Finally I snapped out of it and apologized for being even more obnoxious than the show. I explained that in English we have a word called “hangry” — hungry + angry — that explained my behavior. I asked whether there was a similar word in French. My colleagues didn’t think so. (I later googled and confirmed there is not.) And yet, the word is simply begging to be created: faimché = faim (hungry) + faché(e) (angry). The only question is whether you would say “j’ai faimché” the way you say, “j’ai faim,” (literally: I have hunger) or whether you would say “je suis faimché” the way you say, “je suis faché” (I am angry). I guess if you are faimché enough you don’t care about grammar, so either way would work.

To balance out my gift of a new word to the French lexicon (not that the French want it – they are well-known neologism haters), I received a new-to-me word in return, one that I love.

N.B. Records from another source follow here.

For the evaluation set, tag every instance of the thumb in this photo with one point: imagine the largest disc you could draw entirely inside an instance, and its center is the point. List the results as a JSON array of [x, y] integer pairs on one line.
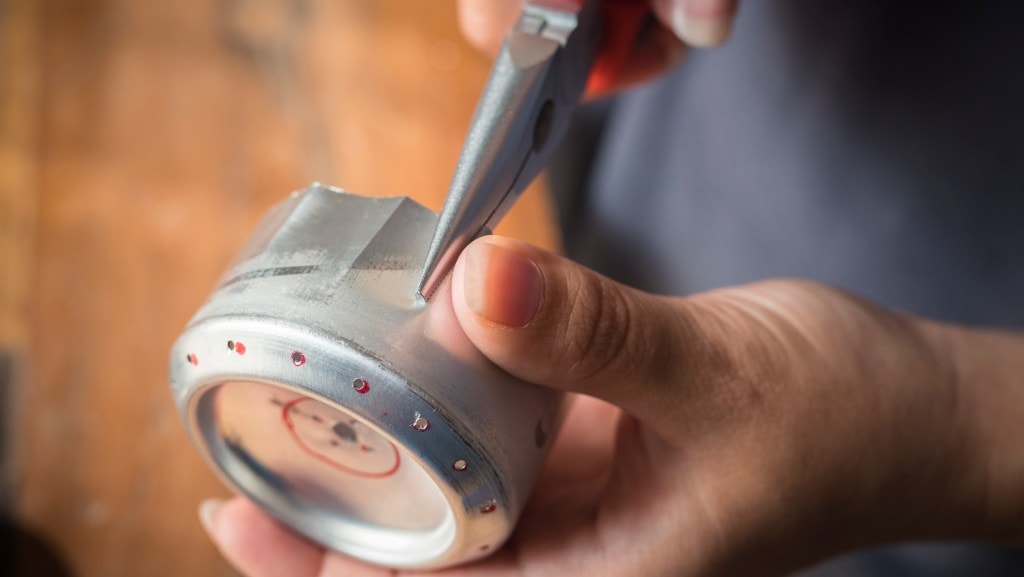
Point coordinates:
[[551, 322]]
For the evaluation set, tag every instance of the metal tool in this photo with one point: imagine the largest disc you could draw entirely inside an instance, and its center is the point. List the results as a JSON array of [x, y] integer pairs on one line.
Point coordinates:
[[316, 382], [523, 113]]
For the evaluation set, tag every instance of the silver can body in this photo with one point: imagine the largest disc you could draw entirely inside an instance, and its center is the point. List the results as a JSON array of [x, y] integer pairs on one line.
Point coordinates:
[[318, 383]]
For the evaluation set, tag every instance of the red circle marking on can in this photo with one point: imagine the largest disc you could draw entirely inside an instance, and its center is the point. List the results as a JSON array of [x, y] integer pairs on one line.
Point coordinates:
[[290, 424]]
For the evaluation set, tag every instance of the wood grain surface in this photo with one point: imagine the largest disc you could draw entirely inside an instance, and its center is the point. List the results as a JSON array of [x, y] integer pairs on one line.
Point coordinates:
[[141, 142]]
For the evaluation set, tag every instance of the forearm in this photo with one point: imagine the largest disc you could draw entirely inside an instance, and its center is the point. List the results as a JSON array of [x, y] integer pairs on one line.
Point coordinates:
[[988, 367]]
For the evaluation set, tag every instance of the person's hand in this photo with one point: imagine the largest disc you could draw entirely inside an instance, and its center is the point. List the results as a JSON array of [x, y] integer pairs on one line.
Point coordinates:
[[747, 430], [657, 47]]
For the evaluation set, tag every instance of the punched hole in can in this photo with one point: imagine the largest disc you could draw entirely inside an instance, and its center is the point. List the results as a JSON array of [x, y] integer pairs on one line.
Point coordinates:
[[420, 423], [360, 385]]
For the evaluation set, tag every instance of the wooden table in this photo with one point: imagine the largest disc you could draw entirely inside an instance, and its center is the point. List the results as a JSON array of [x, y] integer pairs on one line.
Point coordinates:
[[139, 143]]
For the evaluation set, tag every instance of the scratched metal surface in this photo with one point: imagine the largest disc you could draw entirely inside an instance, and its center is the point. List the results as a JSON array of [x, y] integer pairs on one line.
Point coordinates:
[[151, 137]]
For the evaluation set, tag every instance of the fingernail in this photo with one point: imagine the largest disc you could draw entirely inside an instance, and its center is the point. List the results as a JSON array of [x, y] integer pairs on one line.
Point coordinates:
[[696, 23], [208, 511], [501, 285]]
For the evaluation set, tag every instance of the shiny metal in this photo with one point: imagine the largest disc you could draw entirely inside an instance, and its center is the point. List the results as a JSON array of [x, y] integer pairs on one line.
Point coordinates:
[[318, 383], [523, 113]]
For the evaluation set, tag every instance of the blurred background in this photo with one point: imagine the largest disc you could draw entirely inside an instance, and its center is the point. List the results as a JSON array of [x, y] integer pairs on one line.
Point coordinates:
[[139, 145]]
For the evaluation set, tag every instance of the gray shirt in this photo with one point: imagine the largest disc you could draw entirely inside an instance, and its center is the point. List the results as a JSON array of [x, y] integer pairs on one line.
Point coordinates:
[[877, 146]]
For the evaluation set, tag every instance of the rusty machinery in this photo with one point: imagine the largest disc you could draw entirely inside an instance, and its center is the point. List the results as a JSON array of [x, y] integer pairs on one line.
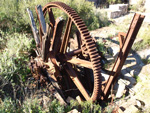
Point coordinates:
[[67, 56]]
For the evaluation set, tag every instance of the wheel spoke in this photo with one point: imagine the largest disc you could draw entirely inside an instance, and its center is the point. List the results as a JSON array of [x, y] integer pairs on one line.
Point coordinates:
[[76, 80], [57, 35], [66, 36], [51, 17]]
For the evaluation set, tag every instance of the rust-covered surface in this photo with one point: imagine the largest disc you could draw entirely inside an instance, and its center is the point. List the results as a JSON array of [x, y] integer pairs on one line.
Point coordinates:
[[73, 65]]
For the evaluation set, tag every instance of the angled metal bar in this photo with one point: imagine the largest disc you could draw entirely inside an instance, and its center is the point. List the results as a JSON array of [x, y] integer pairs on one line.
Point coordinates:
[[66, 36], [34, 28], [128, 42], [56, 42], [41, 18], [76, 80]]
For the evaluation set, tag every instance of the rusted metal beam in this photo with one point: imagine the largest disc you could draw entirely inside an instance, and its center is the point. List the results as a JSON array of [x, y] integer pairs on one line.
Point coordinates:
[[128, 42], [74, 52], [34, 28], [66, 36], [56, 42], [76, 80]]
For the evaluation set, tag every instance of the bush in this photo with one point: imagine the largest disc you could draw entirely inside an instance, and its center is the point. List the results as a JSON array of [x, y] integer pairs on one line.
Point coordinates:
[[17, 18], [14, 56]]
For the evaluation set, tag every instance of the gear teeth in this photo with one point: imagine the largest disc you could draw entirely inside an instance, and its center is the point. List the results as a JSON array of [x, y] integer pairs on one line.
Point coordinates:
[[88, 42]]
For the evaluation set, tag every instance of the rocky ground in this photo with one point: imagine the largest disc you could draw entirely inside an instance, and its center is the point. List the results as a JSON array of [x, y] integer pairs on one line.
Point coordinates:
[[133, 88]]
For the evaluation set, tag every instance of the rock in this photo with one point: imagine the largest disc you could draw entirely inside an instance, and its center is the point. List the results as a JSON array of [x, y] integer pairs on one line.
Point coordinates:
[[131, 109]]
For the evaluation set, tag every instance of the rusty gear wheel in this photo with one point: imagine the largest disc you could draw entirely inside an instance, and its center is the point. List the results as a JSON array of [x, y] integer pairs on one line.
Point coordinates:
[[63, 59]]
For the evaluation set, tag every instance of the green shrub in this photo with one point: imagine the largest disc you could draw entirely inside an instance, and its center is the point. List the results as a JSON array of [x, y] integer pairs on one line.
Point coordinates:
[[14, 57]]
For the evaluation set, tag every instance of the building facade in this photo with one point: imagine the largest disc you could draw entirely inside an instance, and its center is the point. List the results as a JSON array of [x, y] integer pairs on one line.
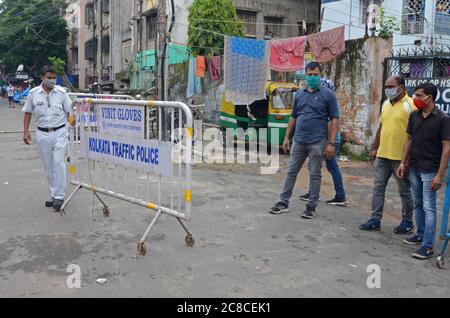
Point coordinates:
[[113, 42], [421, 23]]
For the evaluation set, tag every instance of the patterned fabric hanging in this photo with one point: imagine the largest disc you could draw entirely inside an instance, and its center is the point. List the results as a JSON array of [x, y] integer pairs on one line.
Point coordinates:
[[246, 65], [287, 55]]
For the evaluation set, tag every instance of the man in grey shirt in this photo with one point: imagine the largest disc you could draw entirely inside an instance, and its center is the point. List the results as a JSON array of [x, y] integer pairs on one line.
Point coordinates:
[[314, 107]]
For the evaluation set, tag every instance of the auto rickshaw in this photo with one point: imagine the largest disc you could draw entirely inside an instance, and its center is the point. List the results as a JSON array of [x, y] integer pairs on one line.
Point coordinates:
[[271, 113]]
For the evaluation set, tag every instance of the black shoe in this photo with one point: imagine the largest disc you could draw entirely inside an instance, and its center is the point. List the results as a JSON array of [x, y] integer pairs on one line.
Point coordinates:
[[309, 213], [337, 202], [304, 197], [57, 204], [371, 225], [49, 204], [405, 227], [423, 253], [414, 240], [279, 208]]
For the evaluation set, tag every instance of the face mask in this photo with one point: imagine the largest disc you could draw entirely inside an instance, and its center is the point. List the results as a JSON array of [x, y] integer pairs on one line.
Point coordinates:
[[392, 93], [419, 103], [49, 83], [313, 81], [277, 102]]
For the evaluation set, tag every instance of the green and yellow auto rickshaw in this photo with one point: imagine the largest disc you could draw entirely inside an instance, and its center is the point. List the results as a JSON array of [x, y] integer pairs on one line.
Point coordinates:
[[272, 113]]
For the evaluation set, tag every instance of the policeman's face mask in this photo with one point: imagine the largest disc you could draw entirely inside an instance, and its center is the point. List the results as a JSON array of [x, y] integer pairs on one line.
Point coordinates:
[[49, 81]]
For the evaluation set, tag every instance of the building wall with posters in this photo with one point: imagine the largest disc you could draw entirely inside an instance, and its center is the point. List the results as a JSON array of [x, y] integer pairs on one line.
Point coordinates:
[[422, 23]]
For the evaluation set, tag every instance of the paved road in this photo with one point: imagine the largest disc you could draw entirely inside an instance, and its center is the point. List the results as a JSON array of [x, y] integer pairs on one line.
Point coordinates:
[[240, 250]]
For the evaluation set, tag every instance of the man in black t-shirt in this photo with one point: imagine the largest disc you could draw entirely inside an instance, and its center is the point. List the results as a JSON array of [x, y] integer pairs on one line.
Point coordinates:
[[426, 154]]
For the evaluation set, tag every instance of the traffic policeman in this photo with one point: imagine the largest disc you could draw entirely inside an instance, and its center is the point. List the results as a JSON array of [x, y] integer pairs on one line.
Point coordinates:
[[51, 107]]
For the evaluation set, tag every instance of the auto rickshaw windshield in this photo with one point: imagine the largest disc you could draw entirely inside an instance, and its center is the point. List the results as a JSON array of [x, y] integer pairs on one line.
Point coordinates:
[[283, 98]]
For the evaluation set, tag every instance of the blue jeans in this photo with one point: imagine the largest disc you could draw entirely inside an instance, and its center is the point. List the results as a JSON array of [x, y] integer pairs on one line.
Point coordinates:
[[425, 210], [299, 154], [333, 169], [383, 170]]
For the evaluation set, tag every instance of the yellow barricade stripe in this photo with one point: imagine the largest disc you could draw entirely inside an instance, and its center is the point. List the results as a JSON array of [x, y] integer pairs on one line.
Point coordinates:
[[152, 206], [189, 132], [188, 196]]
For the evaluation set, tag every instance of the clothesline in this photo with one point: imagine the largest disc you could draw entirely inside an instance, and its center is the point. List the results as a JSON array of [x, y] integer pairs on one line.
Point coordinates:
[[288, 24]]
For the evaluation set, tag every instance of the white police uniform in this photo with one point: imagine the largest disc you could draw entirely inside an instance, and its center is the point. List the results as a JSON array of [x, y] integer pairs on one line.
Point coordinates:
[[51, 115]]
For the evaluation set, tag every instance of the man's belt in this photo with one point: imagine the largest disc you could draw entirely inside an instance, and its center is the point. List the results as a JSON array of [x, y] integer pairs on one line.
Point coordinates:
[[51, 129]]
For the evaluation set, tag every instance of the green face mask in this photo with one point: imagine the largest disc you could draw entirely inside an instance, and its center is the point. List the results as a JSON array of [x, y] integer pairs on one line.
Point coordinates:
[[313, 81]]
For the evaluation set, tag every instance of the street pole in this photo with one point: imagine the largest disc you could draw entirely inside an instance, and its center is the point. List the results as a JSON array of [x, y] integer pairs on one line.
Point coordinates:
[[99, 43], [162, 27]]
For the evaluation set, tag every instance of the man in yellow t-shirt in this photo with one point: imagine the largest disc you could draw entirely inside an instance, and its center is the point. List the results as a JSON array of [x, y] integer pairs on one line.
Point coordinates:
[[387, 151]]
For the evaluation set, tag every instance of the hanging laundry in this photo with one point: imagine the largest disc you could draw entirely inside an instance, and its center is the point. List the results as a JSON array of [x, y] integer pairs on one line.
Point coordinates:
[[287, 55], [327, 46], [246, 66], [214, 65], [201, 66], [194, 85]]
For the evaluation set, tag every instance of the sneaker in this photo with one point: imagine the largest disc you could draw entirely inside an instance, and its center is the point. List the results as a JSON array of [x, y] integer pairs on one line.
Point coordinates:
[[305, 197], [337, 202], [405, 227], [279, 208], [423, 253], [57, 204], [309, 213], [414, 240], [371, 225], [49, 204]]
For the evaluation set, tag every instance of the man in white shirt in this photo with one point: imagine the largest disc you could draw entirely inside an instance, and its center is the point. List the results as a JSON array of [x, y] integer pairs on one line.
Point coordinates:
[[51, 106]]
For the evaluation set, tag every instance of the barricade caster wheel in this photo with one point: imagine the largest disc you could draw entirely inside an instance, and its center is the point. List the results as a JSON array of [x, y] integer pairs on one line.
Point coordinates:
[[189, 240], [440, 262], [142, 249]]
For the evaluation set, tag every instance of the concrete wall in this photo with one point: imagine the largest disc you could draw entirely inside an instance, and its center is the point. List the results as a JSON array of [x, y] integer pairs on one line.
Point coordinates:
[[358, 76], [343, 11], [291, 11]]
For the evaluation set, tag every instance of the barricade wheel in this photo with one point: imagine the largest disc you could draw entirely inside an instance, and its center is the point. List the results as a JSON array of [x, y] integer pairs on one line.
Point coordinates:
[[106, 211], [142, 249], [440, 262], [189, 240]]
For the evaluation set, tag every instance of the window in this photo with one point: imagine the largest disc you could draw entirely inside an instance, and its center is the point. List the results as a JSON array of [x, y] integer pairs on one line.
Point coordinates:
[[75, 55], [249, 19], [90, 48], [310, 28], [152, 26], [89, 14], [413, 20], [272, 27], [105, 6], [364, 5]]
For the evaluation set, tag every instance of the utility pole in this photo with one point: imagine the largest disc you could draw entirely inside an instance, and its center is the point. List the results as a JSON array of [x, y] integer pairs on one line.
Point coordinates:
[[161, 70], [162, 40], [99, 35]]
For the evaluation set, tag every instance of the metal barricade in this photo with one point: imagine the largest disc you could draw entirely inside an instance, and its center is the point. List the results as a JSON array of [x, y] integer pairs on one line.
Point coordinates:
[[444, 233], [112, 141], [75, 96]]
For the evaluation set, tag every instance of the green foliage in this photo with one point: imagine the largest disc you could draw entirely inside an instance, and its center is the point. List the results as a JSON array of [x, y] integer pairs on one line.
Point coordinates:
[[58, 63], [210, 15], [388, 25], [346, 151], [31, 31]]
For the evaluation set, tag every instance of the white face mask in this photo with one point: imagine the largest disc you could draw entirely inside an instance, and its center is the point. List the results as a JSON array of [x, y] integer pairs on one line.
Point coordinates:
[[49, 83]]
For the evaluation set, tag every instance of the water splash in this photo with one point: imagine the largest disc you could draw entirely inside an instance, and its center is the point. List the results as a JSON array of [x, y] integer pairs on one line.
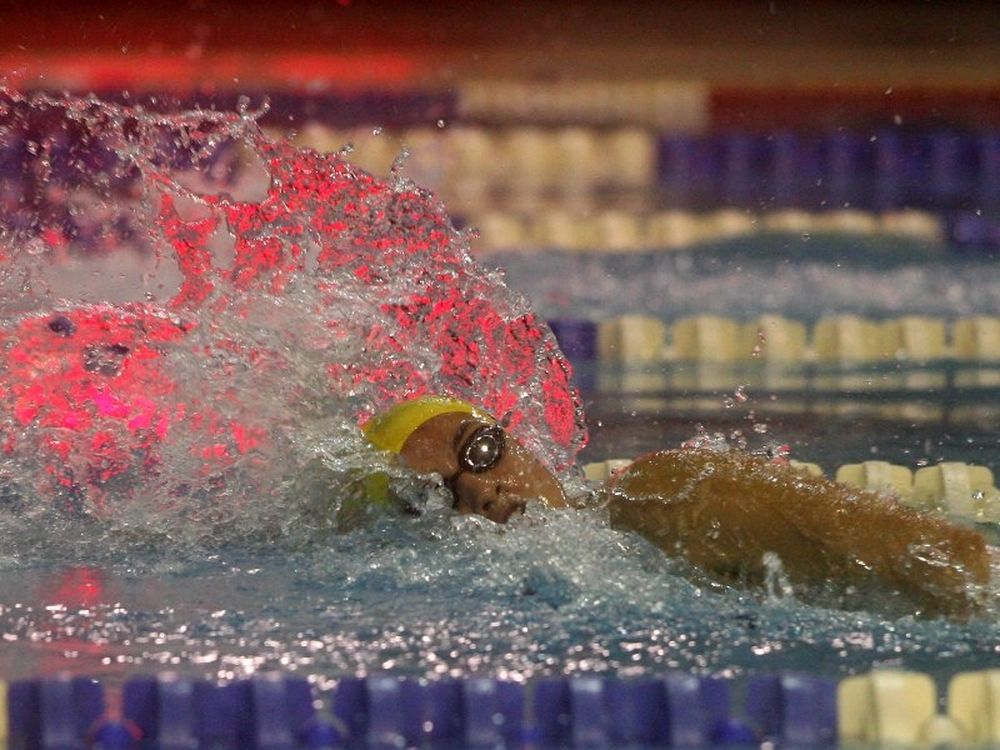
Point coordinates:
[[184, 299]]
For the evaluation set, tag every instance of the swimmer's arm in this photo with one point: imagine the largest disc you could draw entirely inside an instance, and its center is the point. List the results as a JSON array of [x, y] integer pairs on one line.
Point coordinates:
[[723, 512]]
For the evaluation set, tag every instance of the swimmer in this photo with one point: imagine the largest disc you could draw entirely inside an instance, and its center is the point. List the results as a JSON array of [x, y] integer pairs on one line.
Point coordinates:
[[723, 512]]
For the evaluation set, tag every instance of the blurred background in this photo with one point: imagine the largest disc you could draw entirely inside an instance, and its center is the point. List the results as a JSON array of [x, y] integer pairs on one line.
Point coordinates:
[[799, 199]]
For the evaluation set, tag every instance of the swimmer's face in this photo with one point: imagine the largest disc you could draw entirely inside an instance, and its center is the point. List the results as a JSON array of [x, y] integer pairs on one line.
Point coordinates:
[[487, 471]]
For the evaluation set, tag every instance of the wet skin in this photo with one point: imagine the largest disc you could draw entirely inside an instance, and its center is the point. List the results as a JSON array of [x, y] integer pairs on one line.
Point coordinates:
[[514, 476]]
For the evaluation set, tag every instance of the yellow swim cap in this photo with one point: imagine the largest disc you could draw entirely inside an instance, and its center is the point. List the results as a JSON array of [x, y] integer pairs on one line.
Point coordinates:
[[390, 429]]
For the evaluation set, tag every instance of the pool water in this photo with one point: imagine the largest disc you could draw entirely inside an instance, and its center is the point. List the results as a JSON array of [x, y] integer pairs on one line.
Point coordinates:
[[552, 593]]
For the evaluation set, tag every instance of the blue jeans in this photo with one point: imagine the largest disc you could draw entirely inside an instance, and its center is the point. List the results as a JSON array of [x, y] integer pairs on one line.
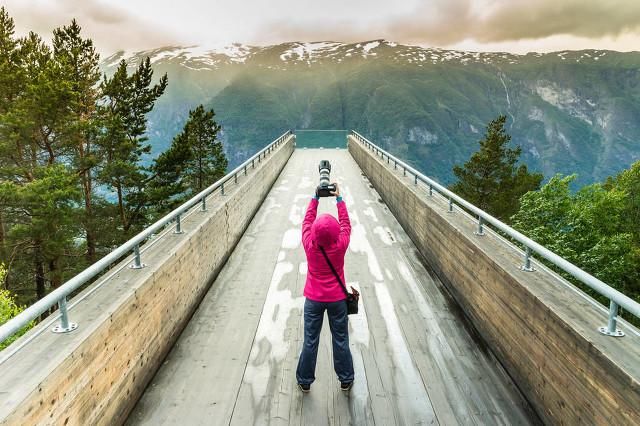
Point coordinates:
[[339, 325]]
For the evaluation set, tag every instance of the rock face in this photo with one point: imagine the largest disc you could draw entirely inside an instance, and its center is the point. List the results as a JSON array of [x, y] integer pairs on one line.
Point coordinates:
[[572, 112]]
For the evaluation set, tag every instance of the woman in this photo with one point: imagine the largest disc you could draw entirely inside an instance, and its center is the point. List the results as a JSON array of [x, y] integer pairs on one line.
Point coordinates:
[[323, 292]]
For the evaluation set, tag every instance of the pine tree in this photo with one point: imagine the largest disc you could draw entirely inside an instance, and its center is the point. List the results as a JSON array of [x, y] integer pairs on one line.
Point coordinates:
[[10, 77], [491, 180], [194, 161], [209, 162], [127, 100], [77, 62]]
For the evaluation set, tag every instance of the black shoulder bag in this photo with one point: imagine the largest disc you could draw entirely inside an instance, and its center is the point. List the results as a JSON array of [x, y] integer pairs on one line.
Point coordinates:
[[352, 298]]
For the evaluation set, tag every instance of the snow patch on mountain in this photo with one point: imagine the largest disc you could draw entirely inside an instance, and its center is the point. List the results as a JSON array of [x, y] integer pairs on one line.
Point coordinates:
[[564, 99]]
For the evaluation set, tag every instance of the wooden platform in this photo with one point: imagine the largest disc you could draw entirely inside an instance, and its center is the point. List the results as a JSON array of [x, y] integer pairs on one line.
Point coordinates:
[[416, 359]]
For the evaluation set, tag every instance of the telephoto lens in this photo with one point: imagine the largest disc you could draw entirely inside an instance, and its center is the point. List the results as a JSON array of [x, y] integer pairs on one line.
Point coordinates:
[[325, 188]]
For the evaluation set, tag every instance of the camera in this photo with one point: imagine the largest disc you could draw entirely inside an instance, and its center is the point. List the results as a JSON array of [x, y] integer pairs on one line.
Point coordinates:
[[325, 188]]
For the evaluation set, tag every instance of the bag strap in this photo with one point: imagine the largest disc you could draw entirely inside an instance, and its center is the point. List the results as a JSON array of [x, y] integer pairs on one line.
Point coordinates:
[[334, 271]]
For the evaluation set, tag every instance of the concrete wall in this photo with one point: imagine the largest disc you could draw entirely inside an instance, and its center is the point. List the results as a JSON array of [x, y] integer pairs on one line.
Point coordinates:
[[542, 330], [95, 374]]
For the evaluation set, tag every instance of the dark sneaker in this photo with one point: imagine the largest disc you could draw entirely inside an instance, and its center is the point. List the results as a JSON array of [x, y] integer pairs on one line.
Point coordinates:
[[346, 386], [304, 388]]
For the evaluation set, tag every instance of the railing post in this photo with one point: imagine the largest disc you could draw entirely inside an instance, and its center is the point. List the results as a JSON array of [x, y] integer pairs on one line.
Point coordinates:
[[137, 262], [480, 230], [65, 326], [527, 260], [610, 329], [178, 229]]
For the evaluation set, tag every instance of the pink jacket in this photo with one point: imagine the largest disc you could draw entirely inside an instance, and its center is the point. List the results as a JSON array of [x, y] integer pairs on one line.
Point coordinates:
[[321, 285]]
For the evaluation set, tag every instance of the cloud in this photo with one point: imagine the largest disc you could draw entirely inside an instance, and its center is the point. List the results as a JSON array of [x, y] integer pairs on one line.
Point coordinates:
[[447, 22], [452, 21], [110, 28]]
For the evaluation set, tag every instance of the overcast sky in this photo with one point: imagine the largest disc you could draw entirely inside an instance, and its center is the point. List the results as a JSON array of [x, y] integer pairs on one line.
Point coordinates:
[[516, 26]]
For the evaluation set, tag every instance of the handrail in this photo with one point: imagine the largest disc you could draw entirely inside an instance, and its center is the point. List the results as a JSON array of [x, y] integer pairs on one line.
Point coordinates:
[[615, 297], [60, 294]]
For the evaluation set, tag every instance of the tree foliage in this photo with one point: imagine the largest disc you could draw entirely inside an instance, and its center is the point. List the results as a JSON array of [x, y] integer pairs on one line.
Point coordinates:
[[72, 183], [491, 179], [592, 228], [8, 310]]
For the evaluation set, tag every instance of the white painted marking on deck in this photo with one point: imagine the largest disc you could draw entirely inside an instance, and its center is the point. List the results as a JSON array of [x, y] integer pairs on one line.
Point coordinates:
[[270, 345], [413, 400], [292, 238], [360, 244], [385, 235], [370, 213], [305, 182]]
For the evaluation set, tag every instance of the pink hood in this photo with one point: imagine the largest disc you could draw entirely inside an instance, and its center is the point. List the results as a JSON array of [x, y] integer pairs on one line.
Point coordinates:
[[325, 230]]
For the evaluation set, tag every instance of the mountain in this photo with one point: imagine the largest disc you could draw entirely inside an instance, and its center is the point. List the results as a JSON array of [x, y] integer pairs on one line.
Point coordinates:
[[570, 111]]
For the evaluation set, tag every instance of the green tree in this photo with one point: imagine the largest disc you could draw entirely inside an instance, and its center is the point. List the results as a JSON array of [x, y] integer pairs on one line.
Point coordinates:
[[491, 179], [77, 62], [588, 228], [10, 76], [8, 310], [208, 162], [194, 161], [126, 101]]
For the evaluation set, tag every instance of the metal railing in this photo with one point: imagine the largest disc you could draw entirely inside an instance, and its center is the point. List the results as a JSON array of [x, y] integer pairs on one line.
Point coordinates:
[[616, 298], [59, 295]]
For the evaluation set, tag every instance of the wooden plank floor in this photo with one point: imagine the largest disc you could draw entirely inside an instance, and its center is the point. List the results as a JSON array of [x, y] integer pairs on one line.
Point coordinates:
[[416, 360]]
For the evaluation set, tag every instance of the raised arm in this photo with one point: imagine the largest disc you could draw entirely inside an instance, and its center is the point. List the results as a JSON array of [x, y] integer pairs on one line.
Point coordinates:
[[309, 218], [345, 224], [343, 217]]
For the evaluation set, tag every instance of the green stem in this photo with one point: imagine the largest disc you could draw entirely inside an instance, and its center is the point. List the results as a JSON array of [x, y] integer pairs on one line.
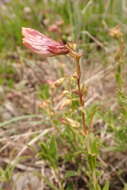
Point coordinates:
[[81, 98]]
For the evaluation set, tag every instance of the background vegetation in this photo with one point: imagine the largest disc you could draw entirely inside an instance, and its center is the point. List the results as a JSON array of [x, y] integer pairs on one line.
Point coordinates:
[[42, 145]]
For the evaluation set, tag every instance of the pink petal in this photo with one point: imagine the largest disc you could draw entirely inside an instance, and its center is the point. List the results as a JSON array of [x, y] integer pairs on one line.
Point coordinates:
[[41, 44]]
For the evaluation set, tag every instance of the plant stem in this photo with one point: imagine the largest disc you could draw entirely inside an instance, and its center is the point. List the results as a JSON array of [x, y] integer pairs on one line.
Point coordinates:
[[81, 98]]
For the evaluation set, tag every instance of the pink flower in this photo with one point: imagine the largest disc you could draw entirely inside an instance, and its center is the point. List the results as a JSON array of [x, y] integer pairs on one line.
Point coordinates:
[[41, 44]]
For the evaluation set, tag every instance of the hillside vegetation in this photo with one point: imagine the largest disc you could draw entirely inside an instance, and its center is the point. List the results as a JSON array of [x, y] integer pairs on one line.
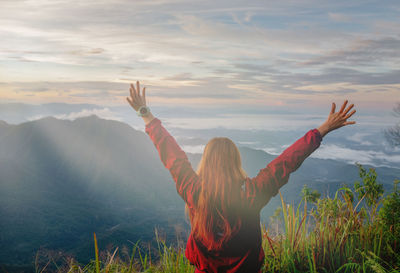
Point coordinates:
[[358, 230]]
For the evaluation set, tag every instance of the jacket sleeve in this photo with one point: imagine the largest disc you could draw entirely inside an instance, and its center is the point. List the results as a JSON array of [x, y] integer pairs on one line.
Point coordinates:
[[276, 174], [175, 160]]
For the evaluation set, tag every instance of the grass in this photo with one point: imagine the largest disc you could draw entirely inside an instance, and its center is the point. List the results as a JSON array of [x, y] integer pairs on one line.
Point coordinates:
[[339, 234]]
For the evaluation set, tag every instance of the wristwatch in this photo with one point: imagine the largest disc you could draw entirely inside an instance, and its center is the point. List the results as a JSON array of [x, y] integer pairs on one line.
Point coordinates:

At lunch today (same restaurant, same ridiculous wait time, but thankfully the TV volume was lower this time around), I wanted to bring up the objectification of women as relevant to the conversation we were having. Since object is objet in French, and since English words ending in -tion and -sion usually have French analogs, I assumed that I could expound upon the objetification des femmes and that everyone would know what I was talking about. They did not. One colleague caught my drift and corrected me, though. He told me that in French they use the noun chosification and the verb chosifier to say what I had meant. Chose means thing; chosifier literally translates to “thingify.”

I love this. It has such a Dr. Seuss-like ring to it, doesn’t it? If you catch me using the word thingify in future, you will know where I got it from. Just trying to add to the richness and variety of the English language, which unlike French, welcomes new words with open arms.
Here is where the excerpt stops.